OLYMPIAKOS’TA 6 YUNAN VARDI, BUNUN BiR ANLAMI OLMALI
2-) Eleştirinin önemi yok, ama unutmayalım ki Olimpiakos’da maçta süre alan oyuncular içinde 6 Yunan oyuncu vardı. Bunun bir anlamı olmalı. Bu başarıyı kutlarken bunu da düşünmeliyiz. Başarının kalıcı olması buna bağlı. Obradovic’in teknik heyetinde iki Türk var, ama yetmez. Kadrodaki Türk oyuncuların Obradovic’in elinde geliştiğini biliyoruz. Daha çok süre almaları mümkün olacak mı? Obradovic ve diğer önemli koçlar, basketbolumuza böyle katkı yapabilirler.

BASKETBOL FORMÜLÜNÜ FUTBOLA UYGULAMAK ZORDUR
3-) Basketbolda yapması kolay olan şey, futbolda o kadar kolay değil. Üst düzey bir hoca, üst düzey oyuncular bir araya gelseler bile şampiyonluk olmayabiliyor. Mourinho’nun son Chelsea macerası bir şeyler anlatıyor olmalı. Ama bu, uzun vadeli planlamanın önemini ortadan kaldırmıyor. Üst düzey bir hoca, üst düzey birkaç futbolcu ve gelişmeye, öğrenmeye açık bir gençler topluluğu ile iki-üç yıl içinde böyle bir başarı yakalanabilir. Örneğini biliyoruz: UEFA Kupası’nı alan Galatasaray böyle bir takımdı.

EĞER NBA GiBi OLAMAZSA, EUROLEAGUE’iN SONU OLUR
4-) Yerel liglerdeki yarışma esasen yerel ligi kazanmak ile ilgilidir. Sonra hangi uluslararası kupaya katıldığınız da önemlidir ama asıl olan önce kendi liginde şampiyon olmaktır. Bu açıdan sabit takımlı Euroleague yerel ligler için bir sorun teşkil etmez. Ama eğer Euroleague, NBA ayarında bir organizasyon olmayı başaramazsa, o zaman bu sabit takımlılık Euroleague’in sonu olur.
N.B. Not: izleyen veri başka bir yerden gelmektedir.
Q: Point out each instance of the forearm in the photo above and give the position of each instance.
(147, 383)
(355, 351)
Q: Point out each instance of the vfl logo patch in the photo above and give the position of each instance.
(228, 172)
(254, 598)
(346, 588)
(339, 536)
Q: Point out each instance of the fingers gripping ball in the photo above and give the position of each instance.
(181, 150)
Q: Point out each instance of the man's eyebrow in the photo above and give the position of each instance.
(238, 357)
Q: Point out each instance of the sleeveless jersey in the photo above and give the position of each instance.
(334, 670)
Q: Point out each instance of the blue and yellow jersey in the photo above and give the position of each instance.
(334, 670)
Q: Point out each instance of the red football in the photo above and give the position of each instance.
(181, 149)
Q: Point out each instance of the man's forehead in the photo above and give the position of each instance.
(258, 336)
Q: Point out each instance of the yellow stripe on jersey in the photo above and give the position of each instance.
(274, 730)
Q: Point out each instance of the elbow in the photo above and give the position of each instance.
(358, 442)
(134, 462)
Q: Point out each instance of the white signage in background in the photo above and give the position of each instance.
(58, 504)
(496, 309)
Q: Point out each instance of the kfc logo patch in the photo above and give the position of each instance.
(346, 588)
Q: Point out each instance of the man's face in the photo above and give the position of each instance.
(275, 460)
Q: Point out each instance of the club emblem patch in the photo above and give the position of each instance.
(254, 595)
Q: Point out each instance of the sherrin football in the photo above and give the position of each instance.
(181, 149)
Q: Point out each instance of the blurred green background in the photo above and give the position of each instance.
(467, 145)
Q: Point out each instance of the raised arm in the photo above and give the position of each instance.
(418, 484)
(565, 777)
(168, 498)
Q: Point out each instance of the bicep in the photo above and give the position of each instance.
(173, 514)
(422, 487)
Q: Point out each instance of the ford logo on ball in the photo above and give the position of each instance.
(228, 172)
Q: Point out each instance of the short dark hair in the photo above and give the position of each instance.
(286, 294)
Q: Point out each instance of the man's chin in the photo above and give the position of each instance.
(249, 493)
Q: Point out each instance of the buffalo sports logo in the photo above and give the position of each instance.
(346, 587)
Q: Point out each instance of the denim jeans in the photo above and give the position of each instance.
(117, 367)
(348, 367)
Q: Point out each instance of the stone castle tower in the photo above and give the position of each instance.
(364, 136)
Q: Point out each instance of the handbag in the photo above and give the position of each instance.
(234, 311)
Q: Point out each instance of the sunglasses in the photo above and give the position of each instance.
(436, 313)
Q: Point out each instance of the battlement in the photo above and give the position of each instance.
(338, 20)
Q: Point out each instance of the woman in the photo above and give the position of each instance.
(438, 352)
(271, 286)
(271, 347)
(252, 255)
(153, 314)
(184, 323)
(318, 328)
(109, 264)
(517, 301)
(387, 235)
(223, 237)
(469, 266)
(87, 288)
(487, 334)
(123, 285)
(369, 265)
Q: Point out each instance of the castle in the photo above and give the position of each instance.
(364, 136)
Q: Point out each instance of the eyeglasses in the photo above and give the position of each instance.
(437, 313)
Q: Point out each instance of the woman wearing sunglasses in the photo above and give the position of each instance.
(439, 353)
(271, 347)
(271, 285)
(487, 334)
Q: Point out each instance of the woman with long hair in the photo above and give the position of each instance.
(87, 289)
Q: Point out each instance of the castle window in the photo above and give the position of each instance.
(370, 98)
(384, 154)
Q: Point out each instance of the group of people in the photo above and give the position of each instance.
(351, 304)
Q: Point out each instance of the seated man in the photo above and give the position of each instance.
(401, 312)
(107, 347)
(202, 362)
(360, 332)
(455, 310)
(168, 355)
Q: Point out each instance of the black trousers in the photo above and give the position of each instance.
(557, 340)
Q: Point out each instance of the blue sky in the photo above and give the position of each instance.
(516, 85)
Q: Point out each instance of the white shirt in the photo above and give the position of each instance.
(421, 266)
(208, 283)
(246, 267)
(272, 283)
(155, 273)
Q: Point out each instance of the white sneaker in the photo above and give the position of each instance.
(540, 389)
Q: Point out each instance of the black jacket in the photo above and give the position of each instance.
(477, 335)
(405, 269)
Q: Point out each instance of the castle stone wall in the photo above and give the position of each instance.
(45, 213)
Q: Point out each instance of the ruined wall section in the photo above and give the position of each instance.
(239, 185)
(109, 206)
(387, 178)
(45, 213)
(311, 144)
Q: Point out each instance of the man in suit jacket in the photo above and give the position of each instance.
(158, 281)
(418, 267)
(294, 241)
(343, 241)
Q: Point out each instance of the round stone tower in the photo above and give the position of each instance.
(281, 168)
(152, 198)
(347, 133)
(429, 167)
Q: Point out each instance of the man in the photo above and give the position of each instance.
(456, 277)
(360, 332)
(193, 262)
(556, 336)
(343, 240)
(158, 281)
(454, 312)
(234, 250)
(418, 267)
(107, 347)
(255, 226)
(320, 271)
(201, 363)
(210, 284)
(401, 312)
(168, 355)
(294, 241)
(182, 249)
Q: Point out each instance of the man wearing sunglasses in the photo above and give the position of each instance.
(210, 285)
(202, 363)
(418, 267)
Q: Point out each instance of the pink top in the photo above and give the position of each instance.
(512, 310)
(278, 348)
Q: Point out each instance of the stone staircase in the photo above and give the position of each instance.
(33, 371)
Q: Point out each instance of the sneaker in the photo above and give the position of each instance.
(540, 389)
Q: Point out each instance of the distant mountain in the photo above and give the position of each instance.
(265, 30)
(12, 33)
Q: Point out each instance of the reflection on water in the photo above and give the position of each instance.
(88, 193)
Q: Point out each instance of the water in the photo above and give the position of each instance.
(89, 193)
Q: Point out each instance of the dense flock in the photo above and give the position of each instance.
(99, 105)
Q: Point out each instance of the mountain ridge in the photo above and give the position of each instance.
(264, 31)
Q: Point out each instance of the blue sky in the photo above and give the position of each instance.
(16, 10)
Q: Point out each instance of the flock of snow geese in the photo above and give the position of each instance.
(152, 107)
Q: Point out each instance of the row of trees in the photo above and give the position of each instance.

ATIBA, ABOUBAKAR iLE TALISCA’YI BIRAKMAZDIM
5-) Atiba, Aboubakar ve Talisca’yı tutardım. Gerisi yerleri kolayca doldurulabilir oyuncular. Quaresma, adı ve maliyeti kadar yararlı olamadı bu sezon. Kendisi gibi olursa yerini doldurmak zor, ama bu sezonki standardı ile oynarsa, bizim ligimizde de böyle oyuncuları bulmak mümkün.

GALATASARAY’DA BiR ‘VER MEHTERi’ DURUMU VAR
6-) UEFA Kupası şampiyonluğunu kazanmanın yıl dönümünü bayram olarak kutlamak komik bir durum. Zannetmiyorum ki Barça, Real, ManU gibi takımlar böyle yıl dönümlerini kutlasınlar. Ama zor durumda bir kulüp, başarılı olamamış bir başkan, hedefine ulaşamamış bir takım olunca geçmişe sarılmak kaçınılmaz oluyor sanırım. “Ver mehteri” durumu yani.

KURTULUŞ BOL KESEDEN HARCAMAYI BIRAKMAK
7-) İŞİ bozan giderlerin hesapsızca artması. Değmeyecek futbolculara dünya kadar para ödenmesi. Bunların ne kadarı futbolculara ne kadarı menajerlerin ve birlikte iş yaptıkları yöneticilerin cebine gitti, bilemiyoruz. Ama ortada bir yanık kokusu da var. Kulüpler, bol keseden dağıtmayı bırakırsa sorun iki-üç yıl içinde çözülür.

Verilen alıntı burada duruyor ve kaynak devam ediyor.